Indonesia secara geografis berada dalam jalur cincin api (ring of fire) kawasan Pasifik yang merupakan zona teraktif dengan deretan gunung berapi dunia. Lingkaran api pasifik tersebut menyebabkan Indonesia sering menderita bencana gempa bumi dan letusan gunung berapi. Bahkan, bencana tersebut kadang memicu bencana lain yang dahsyat seperti tsunami.
Berdasarkan data yang dirilis oleh Badan Perserikatan Bangsa-Bangsa untuk Strategi Internasional Pengurangan Resiko Bencana (UN-ISDR), posisi Indonesia masuk dalam negara rentan bencana terkait jumlah manusia yang terancam kehilangan nyawa akibat bencan alam tersebut. Indonesia menempati peringkat pertama dari 265 negara di dunia yang disurvei badan PBB itu. Resiko ancaman tsunami di Indonesia bahkan lebih tinggi dibandingkan Jepang. Dalam perhitungan UN-ISDR, ada 5.402.239 orang yang berpotensi terkena dampaknya.
Badan Nasional Penanggulangan Bencana (BNPB) juga menyatakan Indonesia juga menduduki peringkat tiga untuk ancaman gempa serta posisi enam untuk bencana banjir. Ancaman paling tinggi dari ancaman bahaya Tsunami, tanah longsor dan gunung berapi. Dari sisi dampak yang terjadi akibat bencana, gempa bumi paling besar dengan ancaman merenggut 11 juta penduduk serta banjir berikutnya yang mengancam 1 juta jiwa.
Dengan letak geografis Indonesia yang berada di tiga lempeng dunia: Eurasia, Indo-Australia dan Pasifik, sangat susah mengelak dari berbagai ancaman alam tersebut.
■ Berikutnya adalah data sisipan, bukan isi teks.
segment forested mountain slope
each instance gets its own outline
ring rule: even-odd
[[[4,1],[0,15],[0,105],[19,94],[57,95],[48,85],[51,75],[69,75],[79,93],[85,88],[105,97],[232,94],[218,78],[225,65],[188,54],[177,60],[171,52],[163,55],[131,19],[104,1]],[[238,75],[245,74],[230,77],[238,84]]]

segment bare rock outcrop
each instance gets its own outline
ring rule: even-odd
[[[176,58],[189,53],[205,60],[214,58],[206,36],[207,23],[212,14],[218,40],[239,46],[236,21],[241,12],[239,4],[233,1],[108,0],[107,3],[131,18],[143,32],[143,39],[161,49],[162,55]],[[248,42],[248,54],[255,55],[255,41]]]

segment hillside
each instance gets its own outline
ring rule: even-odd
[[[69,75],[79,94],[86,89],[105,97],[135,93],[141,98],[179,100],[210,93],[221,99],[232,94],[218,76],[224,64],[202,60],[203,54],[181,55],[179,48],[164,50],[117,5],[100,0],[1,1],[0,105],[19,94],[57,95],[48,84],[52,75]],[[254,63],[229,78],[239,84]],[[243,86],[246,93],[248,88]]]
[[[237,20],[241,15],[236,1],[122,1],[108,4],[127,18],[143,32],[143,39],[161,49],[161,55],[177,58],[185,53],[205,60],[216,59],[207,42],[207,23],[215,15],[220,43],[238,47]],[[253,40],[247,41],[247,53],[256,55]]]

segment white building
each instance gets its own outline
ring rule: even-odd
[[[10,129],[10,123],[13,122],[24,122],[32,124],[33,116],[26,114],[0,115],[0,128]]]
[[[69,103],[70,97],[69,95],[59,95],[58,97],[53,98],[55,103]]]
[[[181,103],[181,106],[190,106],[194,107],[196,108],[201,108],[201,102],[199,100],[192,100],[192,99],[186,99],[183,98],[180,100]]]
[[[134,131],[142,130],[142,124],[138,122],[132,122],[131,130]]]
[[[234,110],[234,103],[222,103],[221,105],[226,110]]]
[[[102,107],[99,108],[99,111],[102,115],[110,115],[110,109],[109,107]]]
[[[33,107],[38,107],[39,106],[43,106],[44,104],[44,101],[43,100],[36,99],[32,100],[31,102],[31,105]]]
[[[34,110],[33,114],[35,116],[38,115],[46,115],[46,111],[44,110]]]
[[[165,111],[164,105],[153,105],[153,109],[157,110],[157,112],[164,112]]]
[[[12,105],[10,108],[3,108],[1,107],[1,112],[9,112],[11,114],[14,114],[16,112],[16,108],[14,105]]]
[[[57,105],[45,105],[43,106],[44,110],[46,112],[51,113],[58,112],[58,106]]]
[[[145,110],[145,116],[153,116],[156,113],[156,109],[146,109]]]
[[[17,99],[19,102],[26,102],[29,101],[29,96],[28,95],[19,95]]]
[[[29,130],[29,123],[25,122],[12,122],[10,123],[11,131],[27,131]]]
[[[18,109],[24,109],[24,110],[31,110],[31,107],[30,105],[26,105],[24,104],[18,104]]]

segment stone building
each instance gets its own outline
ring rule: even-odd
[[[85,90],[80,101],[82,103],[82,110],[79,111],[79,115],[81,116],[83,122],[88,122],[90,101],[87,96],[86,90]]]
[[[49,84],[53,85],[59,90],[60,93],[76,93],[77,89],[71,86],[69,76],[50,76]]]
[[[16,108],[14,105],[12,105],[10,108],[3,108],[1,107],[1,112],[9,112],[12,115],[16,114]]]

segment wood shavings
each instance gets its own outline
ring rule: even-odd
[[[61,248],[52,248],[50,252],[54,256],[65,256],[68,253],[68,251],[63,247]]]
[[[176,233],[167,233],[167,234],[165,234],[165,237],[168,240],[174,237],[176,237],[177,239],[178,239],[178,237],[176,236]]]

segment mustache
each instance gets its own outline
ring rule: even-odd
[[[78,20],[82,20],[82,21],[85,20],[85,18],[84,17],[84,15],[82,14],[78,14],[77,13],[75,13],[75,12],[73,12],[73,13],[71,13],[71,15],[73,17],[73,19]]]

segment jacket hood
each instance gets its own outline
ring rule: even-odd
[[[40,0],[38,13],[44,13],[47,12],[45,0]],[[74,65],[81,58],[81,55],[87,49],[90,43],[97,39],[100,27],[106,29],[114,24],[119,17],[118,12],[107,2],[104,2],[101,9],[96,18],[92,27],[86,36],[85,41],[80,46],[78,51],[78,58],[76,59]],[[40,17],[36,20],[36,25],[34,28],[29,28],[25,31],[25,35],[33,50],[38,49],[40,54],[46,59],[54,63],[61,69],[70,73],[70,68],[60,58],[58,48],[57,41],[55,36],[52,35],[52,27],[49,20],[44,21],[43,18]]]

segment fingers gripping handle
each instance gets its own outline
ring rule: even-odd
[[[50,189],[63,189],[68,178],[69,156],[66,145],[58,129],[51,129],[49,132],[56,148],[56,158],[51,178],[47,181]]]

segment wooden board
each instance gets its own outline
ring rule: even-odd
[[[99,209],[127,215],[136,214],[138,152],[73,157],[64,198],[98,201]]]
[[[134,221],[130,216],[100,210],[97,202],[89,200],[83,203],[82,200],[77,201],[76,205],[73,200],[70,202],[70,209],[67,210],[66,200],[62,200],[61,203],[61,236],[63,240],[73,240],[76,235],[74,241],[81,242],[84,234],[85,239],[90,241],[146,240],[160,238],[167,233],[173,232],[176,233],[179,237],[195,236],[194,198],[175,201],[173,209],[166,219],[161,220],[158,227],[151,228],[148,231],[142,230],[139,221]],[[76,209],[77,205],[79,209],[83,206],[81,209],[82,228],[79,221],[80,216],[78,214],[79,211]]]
Yang bisa dilakukan semua pihak adalah berusaha hidup harmoni dengan alam dan berusaha keras memperkecil dampak bencana tersebut.
Salah satu bencana paling hebat yang diderita Indonesia adalah tsunami Aceh pada akhir 2004 yang menelan korban jutaan jiwa. Bencana akibat tumbukan lempeng Burma dan lempeng Hindia sehingga menimbulkan gempa 9,2 SR dan tsunami setinggi 30 meter itu meluluhtantakan Negeri Serambi Mekah itu.
Wakil Rektor IV Universitas Syiah Kuala Dr Nazamuddin mengatakan bencana dahsyat yang terjadi di Aceh membuat orang-orang sadar akan risiko bencana yang bisa datang kapan saja, terlebih diperlukan pemulihan pascabencana. "Tentu saja meninggalkan kita begitu banyak kenangan," kata Nazamuddin saat menyampaikan rilis terkait kegiatan bertajuk “The 10th Aceh International Workshop and Expo on Sustainable Tsunami Disaster Recovery (AIWEST-DR) 2016”.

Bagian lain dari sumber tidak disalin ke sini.